Q: What happens when wireless networks become pervasive to the point where there is so much interference that networks crowd each other? Is there an authority that arbitrates/mediates or will help resolve these conflicts in the future?
- Jeffrey, San Francisco.
The Wizards gaze deeply into their crystal ball and respond:
Marcel Wiget, Chantry Networks
Yes: The FCC (In the UK, Ofcom - Editor) has exclusive authority to resolve matters involving radio frequency interference [RFI] when unlicensed devices are being used, regardless of venue.
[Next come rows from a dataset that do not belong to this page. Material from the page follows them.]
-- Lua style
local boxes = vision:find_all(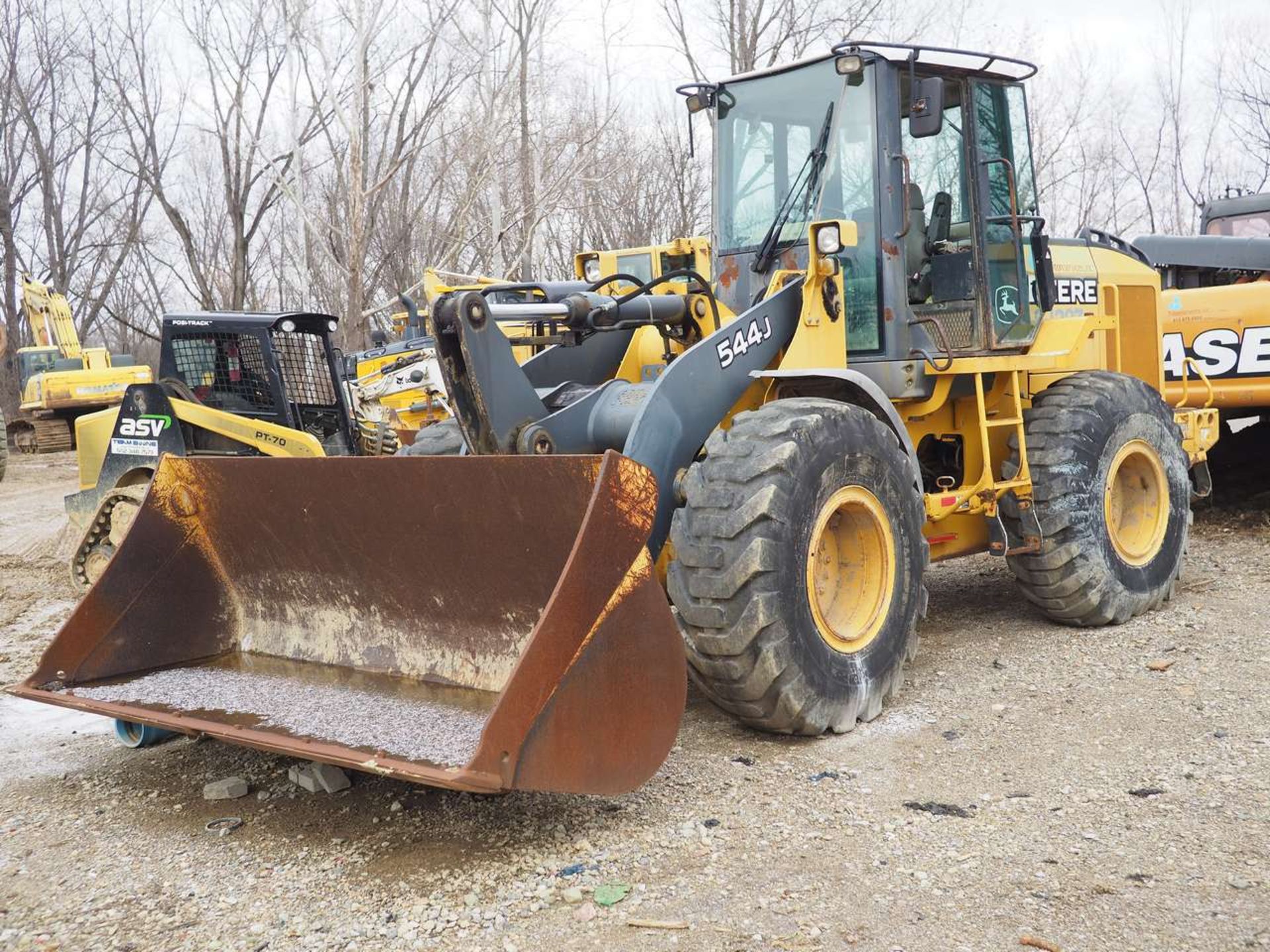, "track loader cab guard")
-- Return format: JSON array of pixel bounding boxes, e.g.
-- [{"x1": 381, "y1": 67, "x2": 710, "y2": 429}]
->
[{"x1": 17, "y1": 42, "x2": 1215, "y2": 793}]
There is a recent public notice, issued by the FCC on June 24, which addresses this exact problem as a result of a dispute on RF authority at airports between the landlords and airlines. The official notice can be found here.
(This may not be very reassuring, as the FCC ruling simply states that landlords such as airports do not have power to deny their leasehold tenants the right to use Wi-Fi. Both FCC and Ofcom are pretty stretched so, even though the regulator has the final say, the likelihood of intervention is small. In most cases, users will have to sort out disputes amongst themselves - Editor )
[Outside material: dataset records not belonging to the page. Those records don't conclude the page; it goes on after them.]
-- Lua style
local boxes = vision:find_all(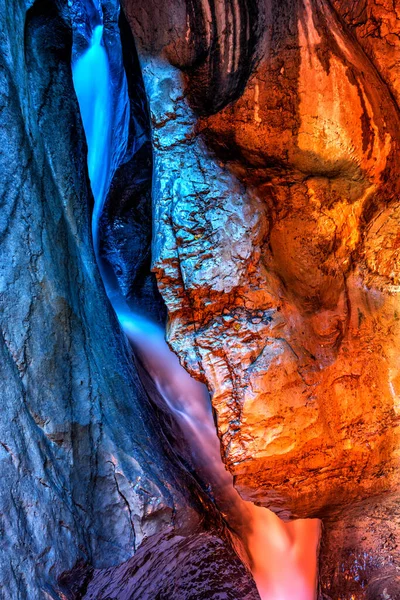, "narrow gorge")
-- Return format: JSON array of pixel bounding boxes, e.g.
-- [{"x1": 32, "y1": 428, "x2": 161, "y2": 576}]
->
[{"x1": 0, "y1": 0, "x2": 400, "y2": 600}]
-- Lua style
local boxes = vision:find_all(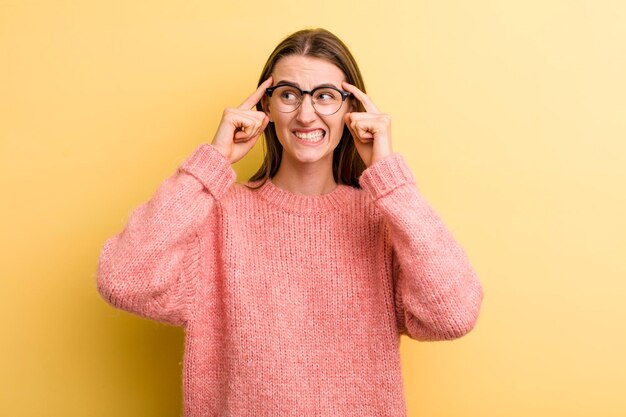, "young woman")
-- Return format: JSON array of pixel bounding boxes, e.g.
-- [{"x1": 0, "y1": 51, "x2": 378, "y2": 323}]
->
[{"x1": 98, "y1": 29, "x2": 483, "y2": 417}]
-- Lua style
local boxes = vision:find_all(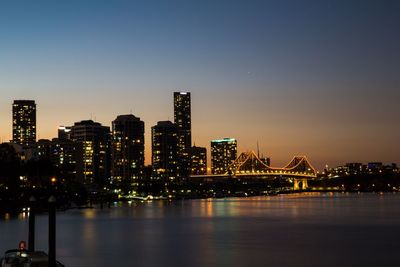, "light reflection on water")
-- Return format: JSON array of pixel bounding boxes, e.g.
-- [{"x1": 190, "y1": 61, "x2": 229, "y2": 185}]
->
[{"x1": 0, "y1": 193, "x2": 400, "y2": 267}]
Paul Callahan, Propagate Networks
Wireless networks in the unregulated spectrum like Wi-Fi are by definition unregulated. This means that Wi-Fi has no central authority and cannot arbitrate between networks that are beginning to crowd each other. This is already happening in airports, crowded apartment buildings, and dense neighborhoods. The only answer is to make the Wi-Fi software and chips smart, or cognitive. If they are intelligent enough, the future generation of Wi-Fi cordless phones, TVs, media-players, and consumer and enterprise access points, will be able to automatically choose non-interfering channels and reduce their transmit power to avoid interference.
In the future, it may be that regulatory agencies (like the FCC) will begin to encourage cognitive or smart radios to solve this problem. The economics of this kind of solution are clear. Regulating situations or disputes one at a time would be extremely costly and unworkable for government agencies. Rather, regulatory agencies may choose to provide incentives for vendors to provide cognitive radio and firmware solutions.